Text classification using bag of words

1.8k Views Asked by At

I'm facing a machine learning problem. Basically, I'm trying to classify some text into categories (labels), so this is a supervised classification algorithm. I have training data, with texts and their corresponding labels. Through a bag of words method, I've managed to transform each text into a list of most occuring words, just like in this image : bag of words

As you can see, the lists have different sizes (because of the input data where the text is sometimes very short...).

So now, I have a training data frame with these lists of words and their corresponding labels. However, I'm quite confused about how I should proceed next to implement my machine learning algorithm. How to modify the lists so that I can use a classifier ?

I've looked at one-hot-encoding, but the problem here is :

  • the different sizes of each list and the random place of each word inside the list
  • how to encode one list with the appearance of the possible 0s from an other list

---> example

INPUT:

L1= ['cat','dog','home','house']

L2=['fish','cat','dog']

OUTPUT:

Vector1 = [1,1,1,1,0]
Vector2=[1,1,0,0,1]

Also, just from this example I imagine that even if I did that, the resulting vectors might have a very important size.

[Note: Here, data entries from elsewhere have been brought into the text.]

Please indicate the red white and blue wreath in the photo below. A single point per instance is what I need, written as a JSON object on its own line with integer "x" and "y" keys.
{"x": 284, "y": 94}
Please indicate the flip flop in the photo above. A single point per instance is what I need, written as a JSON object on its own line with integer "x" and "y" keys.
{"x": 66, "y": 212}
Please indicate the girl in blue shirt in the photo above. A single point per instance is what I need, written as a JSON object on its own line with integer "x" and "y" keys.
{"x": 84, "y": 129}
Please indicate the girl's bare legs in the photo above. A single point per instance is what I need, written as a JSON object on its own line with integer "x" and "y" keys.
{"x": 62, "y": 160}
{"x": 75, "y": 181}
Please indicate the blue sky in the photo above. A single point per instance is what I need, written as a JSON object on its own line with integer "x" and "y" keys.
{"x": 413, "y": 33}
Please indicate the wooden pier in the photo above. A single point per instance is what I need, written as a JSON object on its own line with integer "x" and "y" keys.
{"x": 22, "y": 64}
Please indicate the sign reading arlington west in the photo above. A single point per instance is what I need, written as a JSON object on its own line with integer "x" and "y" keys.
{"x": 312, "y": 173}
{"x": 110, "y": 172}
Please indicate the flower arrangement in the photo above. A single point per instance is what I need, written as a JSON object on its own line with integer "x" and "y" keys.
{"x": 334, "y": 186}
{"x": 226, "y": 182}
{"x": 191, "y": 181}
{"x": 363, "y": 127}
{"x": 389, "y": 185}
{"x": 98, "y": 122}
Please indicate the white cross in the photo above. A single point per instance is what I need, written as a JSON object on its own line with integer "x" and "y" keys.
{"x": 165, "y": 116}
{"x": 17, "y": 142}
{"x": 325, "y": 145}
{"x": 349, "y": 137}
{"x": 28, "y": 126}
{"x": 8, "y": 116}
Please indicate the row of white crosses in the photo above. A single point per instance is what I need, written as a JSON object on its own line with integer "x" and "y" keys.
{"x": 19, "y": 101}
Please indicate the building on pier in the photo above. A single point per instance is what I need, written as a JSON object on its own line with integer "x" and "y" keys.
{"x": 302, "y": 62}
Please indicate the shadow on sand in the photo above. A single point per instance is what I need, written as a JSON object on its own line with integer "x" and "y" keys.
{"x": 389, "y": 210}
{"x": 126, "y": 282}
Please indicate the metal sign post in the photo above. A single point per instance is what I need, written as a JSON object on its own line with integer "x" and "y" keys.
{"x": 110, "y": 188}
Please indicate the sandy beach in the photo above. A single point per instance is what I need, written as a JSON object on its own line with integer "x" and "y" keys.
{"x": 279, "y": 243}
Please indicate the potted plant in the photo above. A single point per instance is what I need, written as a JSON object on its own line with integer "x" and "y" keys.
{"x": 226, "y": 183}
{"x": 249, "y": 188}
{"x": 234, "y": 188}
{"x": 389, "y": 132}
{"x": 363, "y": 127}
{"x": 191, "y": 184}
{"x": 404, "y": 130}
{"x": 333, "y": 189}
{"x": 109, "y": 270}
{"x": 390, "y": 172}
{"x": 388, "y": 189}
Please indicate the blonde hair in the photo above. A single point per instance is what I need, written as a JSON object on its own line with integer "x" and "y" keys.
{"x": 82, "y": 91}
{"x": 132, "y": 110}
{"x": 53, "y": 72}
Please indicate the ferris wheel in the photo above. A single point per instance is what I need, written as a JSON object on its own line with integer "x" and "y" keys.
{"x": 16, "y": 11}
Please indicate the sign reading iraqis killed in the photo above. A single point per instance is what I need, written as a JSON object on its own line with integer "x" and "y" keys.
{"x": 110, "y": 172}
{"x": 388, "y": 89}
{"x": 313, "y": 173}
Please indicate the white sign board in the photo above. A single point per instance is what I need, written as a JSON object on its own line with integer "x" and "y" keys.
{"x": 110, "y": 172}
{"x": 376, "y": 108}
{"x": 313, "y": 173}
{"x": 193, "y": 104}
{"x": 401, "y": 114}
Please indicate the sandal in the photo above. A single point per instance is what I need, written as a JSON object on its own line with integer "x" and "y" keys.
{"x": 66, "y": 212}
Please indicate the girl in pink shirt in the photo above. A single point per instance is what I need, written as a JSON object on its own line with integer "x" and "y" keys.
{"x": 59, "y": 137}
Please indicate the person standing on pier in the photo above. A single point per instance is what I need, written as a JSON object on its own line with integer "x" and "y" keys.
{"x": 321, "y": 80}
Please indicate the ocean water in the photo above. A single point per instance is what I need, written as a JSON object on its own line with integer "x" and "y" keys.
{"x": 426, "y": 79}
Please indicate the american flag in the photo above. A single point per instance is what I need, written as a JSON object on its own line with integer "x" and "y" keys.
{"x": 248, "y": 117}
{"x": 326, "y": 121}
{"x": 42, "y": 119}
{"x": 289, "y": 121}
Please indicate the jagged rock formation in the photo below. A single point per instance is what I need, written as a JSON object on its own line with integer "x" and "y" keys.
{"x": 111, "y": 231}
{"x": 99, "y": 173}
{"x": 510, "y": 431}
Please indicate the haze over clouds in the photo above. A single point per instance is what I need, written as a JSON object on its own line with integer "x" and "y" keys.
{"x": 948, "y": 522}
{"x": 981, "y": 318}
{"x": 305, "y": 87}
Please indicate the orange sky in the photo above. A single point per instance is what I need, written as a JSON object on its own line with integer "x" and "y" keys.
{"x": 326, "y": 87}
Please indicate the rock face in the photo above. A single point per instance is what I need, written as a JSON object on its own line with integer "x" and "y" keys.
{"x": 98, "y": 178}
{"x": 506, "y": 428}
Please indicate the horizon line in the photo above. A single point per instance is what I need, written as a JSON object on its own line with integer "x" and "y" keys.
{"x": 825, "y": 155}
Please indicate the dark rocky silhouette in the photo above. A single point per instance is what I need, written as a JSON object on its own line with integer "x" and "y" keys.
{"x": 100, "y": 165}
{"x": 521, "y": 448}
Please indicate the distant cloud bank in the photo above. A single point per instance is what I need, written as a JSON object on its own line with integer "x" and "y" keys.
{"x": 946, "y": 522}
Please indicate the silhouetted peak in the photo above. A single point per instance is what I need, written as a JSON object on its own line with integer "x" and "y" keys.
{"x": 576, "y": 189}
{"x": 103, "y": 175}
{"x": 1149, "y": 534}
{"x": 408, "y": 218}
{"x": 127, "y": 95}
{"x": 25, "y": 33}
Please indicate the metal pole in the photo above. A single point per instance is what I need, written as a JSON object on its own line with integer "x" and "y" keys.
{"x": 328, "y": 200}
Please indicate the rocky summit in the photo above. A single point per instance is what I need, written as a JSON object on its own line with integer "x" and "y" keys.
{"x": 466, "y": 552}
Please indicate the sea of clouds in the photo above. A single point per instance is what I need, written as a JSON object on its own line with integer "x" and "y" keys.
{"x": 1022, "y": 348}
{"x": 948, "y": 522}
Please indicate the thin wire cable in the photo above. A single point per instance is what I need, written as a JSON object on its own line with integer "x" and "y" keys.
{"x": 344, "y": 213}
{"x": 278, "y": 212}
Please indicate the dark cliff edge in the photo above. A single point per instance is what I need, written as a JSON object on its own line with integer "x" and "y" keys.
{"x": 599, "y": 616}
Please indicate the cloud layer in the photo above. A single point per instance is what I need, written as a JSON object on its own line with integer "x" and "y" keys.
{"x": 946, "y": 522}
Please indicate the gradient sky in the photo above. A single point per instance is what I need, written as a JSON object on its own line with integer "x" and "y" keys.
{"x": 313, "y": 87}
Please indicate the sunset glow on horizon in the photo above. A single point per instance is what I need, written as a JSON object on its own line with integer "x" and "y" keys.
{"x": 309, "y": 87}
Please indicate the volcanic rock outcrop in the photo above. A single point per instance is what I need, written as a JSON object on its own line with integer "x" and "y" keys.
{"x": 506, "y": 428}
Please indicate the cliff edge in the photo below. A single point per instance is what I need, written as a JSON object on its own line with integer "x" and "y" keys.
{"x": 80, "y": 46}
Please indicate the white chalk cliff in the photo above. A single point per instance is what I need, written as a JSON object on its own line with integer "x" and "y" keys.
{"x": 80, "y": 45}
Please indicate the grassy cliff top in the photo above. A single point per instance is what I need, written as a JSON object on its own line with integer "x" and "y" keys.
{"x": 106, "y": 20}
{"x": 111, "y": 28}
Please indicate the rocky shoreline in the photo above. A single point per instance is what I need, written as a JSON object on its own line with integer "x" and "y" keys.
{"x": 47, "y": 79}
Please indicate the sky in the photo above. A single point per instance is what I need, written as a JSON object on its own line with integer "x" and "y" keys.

I hope this makes sense, I'm quite new to machine learning. However, I'm not even sure the bag of words method I've made is really helping, so don't hesitate to tell me if you think I'm going in the wrong direction.

I'm using pandas and scikit-learn and it is my first time that I'm confronted to a text classification issue.

Thanks for you help.

1

There are 1 best solutions below

0
On

I would suggest using NLTK and specifically nltk.classify.naivebayes. Take a look at the example here: http://www.nltk.org/book_1ed/ch06.html. You will need to build a feature extractor. I would do something like the following (untested) code:

from nltk.classify import NaiveBayesClassifier

def word_feats(words):
    return dict([(word.lower(), True) for word in words])

train_data = [ (word_feats(L1), 'label1'), (word_feats(L2), 'label2') ]

classifier = NaiveBayesClassifier.train(train_data)

test_data = ["foo"]

classifier.classify(test_data)